By Seng Ratana, VOA Khmer
Original report from Takeo
09 November 2007

"The authorities threatened us not to mention politics, but I want to ask what politics are about" - Mam Sonando
Phnom Penh security forces broke up a religious fund-raising ceremony Friday, following calls from those gathered for the release of Tim Sakhorn, a defrocked monk in jail in Vietnam.

Tim Sakhorn, who has been sentenced to one year in a Vietnam jail, has become a rallying point for advocates of the Khmer Kampuchea Krom ethnic group. Tensions over the treatment of the group have spilled over into violence in past demonstrations, and police say they broke up the fundraiser to ensure public safety.

Friday's gathering was meant as a fund-raiser, organizers said, and turned unruly after some people began calling for the release of Tim Sakhorn.

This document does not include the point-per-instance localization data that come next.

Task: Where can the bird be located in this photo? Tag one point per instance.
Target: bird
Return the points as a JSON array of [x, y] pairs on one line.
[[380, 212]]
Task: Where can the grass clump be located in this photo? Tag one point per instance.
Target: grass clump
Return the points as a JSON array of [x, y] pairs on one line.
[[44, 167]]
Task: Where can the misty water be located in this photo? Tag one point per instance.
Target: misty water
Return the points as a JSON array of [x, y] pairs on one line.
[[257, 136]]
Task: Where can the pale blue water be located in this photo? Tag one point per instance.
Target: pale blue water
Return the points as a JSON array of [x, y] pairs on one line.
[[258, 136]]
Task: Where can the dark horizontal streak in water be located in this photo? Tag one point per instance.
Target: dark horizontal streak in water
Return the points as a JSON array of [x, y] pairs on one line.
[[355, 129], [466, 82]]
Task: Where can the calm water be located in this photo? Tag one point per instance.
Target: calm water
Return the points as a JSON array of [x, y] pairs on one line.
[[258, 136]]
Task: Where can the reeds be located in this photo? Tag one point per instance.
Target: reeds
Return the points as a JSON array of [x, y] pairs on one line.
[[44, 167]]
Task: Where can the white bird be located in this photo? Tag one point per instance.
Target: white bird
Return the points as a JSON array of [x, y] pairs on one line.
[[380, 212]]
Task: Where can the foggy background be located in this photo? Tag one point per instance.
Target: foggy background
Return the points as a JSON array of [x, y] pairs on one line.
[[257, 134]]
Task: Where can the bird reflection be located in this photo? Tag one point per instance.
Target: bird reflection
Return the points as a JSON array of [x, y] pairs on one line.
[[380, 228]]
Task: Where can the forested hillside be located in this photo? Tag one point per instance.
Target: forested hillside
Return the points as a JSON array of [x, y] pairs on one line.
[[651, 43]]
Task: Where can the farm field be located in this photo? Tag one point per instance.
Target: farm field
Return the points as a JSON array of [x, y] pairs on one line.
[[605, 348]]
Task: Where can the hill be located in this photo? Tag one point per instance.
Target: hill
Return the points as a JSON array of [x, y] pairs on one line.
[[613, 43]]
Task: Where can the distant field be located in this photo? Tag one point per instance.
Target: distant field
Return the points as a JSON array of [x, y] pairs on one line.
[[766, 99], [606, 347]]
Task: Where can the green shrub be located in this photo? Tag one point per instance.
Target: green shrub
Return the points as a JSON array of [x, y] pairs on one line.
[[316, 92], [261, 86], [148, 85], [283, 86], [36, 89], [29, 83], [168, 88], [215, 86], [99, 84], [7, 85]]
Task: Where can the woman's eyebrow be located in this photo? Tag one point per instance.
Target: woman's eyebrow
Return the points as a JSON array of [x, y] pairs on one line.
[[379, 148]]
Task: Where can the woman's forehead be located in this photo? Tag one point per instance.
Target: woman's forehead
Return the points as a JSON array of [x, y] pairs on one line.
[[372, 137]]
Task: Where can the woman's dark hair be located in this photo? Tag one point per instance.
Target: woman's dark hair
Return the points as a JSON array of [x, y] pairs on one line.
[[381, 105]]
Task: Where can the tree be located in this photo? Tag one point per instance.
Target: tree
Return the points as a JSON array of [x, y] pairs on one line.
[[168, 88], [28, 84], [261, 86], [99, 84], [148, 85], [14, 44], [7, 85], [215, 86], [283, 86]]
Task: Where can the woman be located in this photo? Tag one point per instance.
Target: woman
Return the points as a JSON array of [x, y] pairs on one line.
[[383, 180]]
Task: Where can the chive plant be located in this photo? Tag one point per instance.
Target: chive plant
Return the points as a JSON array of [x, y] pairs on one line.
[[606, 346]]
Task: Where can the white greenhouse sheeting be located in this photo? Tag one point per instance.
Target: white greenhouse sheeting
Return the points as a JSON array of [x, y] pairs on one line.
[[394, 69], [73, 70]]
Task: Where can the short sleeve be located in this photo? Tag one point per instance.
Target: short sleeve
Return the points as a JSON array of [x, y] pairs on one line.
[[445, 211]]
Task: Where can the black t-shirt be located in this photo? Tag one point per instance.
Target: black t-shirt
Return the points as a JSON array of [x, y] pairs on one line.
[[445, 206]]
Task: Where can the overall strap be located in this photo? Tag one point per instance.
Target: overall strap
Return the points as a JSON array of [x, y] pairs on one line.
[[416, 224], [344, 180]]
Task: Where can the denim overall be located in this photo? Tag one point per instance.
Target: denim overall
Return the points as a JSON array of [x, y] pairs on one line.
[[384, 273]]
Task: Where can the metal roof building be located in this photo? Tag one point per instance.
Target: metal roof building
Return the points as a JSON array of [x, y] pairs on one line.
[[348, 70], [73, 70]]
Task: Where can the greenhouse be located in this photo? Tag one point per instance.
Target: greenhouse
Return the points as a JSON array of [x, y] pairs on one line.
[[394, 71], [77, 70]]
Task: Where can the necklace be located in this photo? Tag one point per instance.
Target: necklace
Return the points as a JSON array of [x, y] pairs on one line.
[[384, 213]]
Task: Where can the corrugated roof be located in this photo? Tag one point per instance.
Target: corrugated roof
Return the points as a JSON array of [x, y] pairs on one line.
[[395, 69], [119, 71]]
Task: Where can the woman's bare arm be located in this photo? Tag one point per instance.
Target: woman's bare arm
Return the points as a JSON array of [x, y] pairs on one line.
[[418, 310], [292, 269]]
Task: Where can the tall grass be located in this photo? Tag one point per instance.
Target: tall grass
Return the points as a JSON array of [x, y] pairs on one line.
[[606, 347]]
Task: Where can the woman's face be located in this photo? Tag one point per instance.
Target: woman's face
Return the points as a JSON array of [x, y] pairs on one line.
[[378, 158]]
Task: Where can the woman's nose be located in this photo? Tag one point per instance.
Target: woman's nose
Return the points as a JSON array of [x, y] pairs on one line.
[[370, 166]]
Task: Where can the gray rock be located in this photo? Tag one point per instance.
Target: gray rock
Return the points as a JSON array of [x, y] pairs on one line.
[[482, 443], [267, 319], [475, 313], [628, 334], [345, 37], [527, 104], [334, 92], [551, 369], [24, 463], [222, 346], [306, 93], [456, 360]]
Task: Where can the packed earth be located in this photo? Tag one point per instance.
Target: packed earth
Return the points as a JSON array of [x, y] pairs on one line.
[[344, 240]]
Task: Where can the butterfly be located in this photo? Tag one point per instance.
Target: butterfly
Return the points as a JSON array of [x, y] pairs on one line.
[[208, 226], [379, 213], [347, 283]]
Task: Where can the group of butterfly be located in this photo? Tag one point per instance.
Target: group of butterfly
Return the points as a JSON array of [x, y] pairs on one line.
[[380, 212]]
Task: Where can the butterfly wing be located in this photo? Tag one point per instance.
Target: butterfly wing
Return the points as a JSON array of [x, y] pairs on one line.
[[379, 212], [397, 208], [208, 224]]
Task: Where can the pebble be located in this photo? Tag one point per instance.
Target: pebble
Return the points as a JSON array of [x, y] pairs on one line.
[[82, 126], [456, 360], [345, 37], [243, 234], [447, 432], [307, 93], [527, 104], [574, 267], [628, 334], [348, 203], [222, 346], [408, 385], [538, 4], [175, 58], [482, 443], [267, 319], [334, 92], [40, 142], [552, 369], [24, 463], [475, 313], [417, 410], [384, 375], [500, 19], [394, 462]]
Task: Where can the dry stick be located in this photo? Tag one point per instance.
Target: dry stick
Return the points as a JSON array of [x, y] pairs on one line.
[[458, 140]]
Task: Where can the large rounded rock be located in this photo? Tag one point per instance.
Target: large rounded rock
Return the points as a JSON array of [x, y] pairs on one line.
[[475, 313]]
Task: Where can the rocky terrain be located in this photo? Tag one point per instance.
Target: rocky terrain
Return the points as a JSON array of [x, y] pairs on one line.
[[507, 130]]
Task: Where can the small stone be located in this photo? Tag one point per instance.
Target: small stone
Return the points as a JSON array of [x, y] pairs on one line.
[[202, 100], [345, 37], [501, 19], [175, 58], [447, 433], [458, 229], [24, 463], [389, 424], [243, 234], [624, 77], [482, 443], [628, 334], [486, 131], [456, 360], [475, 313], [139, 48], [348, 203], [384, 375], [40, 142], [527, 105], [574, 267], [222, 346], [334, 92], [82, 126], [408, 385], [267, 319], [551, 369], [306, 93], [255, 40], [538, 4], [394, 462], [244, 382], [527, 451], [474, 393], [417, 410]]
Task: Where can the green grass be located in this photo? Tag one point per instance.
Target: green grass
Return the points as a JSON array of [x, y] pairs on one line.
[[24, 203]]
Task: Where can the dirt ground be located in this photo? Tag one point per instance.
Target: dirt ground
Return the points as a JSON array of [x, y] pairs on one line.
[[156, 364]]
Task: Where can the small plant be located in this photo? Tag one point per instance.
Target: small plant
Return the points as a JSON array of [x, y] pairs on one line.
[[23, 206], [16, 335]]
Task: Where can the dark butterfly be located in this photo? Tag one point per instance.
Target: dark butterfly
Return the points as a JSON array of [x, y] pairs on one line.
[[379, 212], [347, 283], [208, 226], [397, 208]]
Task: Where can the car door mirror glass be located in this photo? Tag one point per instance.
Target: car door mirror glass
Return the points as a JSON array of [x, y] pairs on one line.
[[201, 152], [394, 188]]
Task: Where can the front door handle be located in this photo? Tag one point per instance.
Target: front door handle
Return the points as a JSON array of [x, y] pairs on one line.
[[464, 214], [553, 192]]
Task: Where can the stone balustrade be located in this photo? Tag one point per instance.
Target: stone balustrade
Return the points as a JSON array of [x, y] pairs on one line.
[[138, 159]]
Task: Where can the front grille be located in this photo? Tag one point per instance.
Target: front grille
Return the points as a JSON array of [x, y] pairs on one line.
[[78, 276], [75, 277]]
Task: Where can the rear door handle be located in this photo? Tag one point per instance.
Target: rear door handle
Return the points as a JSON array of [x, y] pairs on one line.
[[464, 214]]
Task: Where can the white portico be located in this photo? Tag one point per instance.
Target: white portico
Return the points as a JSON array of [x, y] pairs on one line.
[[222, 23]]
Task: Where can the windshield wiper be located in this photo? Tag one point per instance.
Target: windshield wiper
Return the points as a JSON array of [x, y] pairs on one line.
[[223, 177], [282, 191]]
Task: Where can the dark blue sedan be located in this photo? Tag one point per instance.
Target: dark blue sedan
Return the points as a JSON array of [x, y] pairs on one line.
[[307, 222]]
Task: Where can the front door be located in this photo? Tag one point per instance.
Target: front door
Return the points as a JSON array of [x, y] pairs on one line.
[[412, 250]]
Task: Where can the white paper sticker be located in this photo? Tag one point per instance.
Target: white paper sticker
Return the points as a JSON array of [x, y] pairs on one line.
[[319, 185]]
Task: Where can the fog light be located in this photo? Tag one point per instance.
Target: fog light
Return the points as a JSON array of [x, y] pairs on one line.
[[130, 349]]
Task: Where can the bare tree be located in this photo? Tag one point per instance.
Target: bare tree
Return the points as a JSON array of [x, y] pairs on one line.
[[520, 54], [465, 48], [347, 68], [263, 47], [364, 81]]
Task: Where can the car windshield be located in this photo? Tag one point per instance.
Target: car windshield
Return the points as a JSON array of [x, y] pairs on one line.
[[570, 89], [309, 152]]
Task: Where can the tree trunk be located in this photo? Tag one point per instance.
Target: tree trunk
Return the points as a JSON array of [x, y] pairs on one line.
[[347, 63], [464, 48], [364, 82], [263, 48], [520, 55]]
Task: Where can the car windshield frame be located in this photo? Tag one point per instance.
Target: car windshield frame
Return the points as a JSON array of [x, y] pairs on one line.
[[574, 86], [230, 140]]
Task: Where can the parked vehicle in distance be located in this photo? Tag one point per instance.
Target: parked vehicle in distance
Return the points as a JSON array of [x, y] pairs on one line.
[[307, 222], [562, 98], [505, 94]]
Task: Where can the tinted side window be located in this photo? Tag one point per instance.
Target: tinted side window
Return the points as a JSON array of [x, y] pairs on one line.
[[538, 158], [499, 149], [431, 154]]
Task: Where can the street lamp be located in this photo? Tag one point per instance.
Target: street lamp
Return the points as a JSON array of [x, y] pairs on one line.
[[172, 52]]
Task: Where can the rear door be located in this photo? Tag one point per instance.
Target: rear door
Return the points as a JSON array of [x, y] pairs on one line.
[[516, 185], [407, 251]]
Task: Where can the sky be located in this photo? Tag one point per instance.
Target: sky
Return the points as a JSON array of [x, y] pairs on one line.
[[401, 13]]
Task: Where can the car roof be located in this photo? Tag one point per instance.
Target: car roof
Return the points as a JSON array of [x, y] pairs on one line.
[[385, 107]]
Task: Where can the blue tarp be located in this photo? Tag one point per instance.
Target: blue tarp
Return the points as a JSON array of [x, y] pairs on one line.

Plainclothes police argued with some of those gathered, witnesses said.

Officials in Phnom Penh's Phnom Den district warned people ahead of the rally not to use the gathering to demand Tim Sakhorn's freedom, organizers said.

"All their forces were deployed, and they kept an eye on the ceremony," Chhim Savuth, an investigator for the Cambodian Human Rights Organization, told VOA Khmer.

"The authorities threatened us not to mention politics, but I want to ask what politics are about," said Mam Sonando, director of the Beehive Radio station.